Tendentious texts often mislead in regards to requests for arbitration too. Contrary to what they sometimes say, it was Britain that refused arbitration. The instance that was refused by Argentina was only for the so-called dependencies, which required resolving on the status of the islands first. Good sources explain it better:
The difficulty in satisfactorily explaining its position was why Britain refused to discuss sovereignty over the islands with Argentina and to submit the dispute to arbitration throughout the nineteenth and twentieth centuries. Argentina requested in 1884 that the case be submitted to arbitration. Argentine has been the only nation ever to make this request. Britain offered in the 1940s and 1950s to submit only the Falkland Island Dependencies to arbitration. Britain's refusal to arbitrate weakened its claim. Jennings [who was Chairman of the International Court of Justice] wrote that "there must be a strong presumption against the validity of such an alleged title where the claimant is not willing to have that claim properly determined in a Court of Law." (Gustafson, "The Sovereignty Dispute Over the Falkland Malvinas Islands", Oxford University Press, p. 33)

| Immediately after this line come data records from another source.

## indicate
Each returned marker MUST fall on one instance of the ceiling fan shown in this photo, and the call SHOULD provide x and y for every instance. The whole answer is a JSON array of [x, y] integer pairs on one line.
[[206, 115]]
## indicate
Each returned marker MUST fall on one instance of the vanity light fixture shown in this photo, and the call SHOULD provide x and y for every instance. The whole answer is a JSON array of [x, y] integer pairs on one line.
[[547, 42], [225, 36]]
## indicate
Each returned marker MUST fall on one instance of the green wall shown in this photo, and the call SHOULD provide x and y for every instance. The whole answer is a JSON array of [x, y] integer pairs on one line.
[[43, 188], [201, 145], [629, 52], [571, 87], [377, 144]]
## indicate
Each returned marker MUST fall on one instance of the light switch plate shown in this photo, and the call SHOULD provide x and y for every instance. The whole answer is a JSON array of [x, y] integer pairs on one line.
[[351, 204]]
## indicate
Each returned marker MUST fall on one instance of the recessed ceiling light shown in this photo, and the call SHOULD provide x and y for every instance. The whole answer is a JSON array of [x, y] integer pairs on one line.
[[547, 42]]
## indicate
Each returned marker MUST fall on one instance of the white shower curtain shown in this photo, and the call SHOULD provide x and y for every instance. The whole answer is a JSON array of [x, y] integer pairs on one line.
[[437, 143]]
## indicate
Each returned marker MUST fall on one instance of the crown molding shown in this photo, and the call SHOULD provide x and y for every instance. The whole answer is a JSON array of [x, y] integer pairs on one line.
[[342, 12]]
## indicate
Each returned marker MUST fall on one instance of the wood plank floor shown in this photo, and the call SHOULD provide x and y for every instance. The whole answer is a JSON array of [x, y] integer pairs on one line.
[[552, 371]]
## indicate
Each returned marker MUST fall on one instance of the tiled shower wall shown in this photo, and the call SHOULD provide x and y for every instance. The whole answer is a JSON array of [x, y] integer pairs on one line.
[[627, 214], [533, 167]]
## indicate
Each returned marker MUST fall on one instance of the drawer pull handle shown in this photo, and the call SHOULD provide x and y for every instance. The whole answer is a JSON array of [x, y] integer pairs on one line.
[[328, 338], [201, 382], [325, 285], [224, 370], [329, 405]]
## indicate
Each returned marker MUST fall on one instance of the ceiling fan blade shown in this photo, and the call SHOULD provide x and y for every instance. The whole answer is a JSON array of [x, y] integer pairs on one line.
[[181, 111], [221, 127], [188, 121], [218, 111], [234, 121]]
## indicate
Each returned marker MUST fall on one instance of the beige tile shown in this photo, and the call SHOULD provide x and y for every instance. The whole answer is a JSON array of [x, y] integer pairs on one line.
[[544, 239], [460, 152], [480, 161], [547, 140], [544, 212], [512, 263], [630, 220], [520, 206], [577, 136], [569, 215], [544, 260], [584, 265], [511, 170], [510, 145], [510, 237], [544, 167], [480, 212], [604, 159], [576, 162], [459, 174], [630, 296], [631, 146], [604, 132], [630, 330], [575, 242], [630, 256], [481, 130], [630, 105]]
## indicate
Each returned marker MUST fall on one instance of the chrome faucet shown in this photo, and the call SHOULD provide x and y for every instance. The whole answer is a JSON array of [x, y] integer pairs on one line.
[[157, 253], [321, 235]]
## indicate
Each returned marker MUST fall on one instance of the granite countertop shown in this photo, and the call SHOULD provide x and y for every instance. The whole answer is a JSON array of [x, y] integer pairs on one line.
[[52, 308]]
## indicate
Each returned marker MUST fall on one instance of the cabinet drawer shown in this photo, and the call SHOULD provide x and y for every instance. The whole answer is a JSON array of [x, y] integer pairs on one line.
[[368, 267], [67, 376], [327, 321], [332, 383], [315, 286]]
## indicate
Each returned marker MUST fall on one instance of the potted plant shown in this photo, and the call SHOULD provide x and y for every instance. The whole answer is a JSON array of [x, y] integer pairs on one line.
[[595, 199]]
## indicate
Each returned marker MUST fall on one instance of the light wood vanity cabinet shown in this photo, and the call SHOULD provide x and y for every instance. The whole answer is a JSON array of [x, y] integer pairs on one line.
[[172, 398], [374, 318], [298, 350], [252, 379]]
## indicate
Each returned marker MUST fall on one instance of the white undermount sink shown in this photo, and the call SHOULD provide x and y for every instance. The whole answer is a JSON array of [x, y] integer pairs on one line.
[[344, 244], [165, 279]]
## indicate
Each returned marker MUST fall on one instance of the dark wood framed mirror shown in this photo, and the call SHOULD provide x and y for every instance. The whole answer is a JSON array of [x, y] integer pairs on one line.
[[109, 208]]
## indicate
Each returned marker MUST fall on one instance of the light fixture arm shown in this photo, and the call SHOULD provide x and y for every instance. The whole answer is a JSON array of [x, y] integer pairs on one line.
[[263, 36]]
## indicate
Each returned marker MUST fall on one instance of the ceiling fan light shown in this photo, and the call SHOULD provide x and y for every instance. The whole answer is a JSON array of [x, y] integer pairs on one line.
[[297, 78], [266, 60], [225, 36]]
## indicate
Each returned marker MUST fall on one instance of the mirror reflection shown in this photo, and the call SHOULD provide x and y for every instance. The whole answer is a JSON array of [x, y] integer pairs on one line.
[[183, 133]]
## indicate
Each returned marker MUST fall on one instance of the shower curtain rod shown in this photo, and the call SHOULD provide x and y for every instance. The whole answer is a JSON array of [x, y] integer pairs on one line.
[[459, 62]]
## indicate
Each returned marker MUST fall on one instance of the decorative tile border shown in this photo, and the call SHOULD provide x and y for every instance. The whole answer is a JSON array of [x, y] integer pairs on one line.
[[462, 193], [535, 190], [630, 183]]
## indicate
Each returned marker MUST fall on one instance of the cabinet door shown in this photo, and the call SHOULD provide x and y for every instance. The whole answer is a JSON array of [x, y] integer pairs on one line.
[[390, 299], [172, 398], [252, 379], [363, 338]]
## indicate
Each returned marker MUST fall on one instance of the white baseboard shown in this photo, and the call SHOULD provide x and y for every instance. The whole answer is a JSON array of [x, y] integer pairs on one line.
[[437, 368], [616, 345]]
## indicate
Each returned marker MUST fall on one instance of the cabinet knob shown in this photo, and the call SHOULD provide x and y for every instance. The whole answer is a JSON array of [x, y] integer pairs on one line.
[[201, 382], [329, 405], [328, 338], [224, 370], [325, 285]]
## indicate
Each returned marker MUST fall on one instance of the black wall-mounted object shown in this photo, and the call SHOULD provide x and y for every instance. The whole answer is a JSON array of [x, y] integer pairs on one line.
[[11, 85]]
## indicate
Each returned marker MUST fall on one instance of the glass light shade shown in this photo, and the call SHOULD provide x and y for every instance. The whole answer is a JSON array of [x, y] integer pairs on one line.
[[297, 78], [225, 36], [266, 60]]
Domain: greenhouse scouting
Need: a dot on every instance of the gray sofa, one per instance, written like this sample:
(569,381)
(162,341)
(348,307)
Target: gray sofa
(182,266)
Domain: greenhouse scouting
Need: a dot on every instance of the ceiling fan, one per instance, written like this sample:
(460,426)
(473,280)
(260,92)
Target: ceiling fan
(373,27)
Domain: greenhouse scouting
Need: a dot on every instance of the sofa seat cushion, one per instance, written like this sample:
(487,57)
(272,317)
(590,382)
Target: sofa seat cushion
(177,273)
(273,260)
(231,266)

British writers have criticized the Argentine unwillingness to submit to judicial settlement claiming that this attitude testified to the weakness of the Argentine legal position. However, it must be emphasized that these proposals involved, not the Falklands themselves, but only their so-called "Dependencies." Moreover, at the time these proposals were made, British state activities in the area and their expansion towards the Antarctic - in competition with Argentina - were being directed from and based on Britain's occupation of the Malvinas. Therefore, submission to the International Court of Justice would have implied that the Court might take into account the British presence in Malvinas in assessing the relative intensity, effectiveness and legal significance of the state activities of each litigant in the so-called "Falkland Islands Dependencies" without this analysis being influenced or affected in any way by the underlying territorial dispute involving the Malvinas themselves. This attitude was consistent with what had happened in the past when Britain had rejected all proposals for amicable settlement of the Malvinas dispute made by Argentina in the nineteenth century, including arbitration. Here again, in the post-World War II proposals, the legitimacy of the British presence on the Islands, a decisive factor in approaching the more general controversy involving legal title to what Britain herself has described as their "Dependencies," was deliberately removed from the scope of judicial inquiry. (Hope, "Sovereignty and Decolonization of the Malvinas (Falkland) Islands", Boston College International and Comparative Law Review, VI.2, p. 396)
I have found many learned and well-intentioned people believing arguments emanating from P&P, like the ones you're giving. A lot can be revealed from reading authoritative sources instead, with critical thinking. We (Argentines) are often unreasonable and excessively passionate, but not that much.
We're a country of 40 million people, there is a thinking class here, though it's often not very visible...
As to why Argentina doesn't insist nowadays with the ICJ and claims for negotiations instead, that's a complex subject that I intend to comment in the third entry I will publish in that blog. On the other hand, that story about Argentina not existing is answered in
footnote 3 of the first post and, in the third, I plan to look into the applicability of the self determination principle.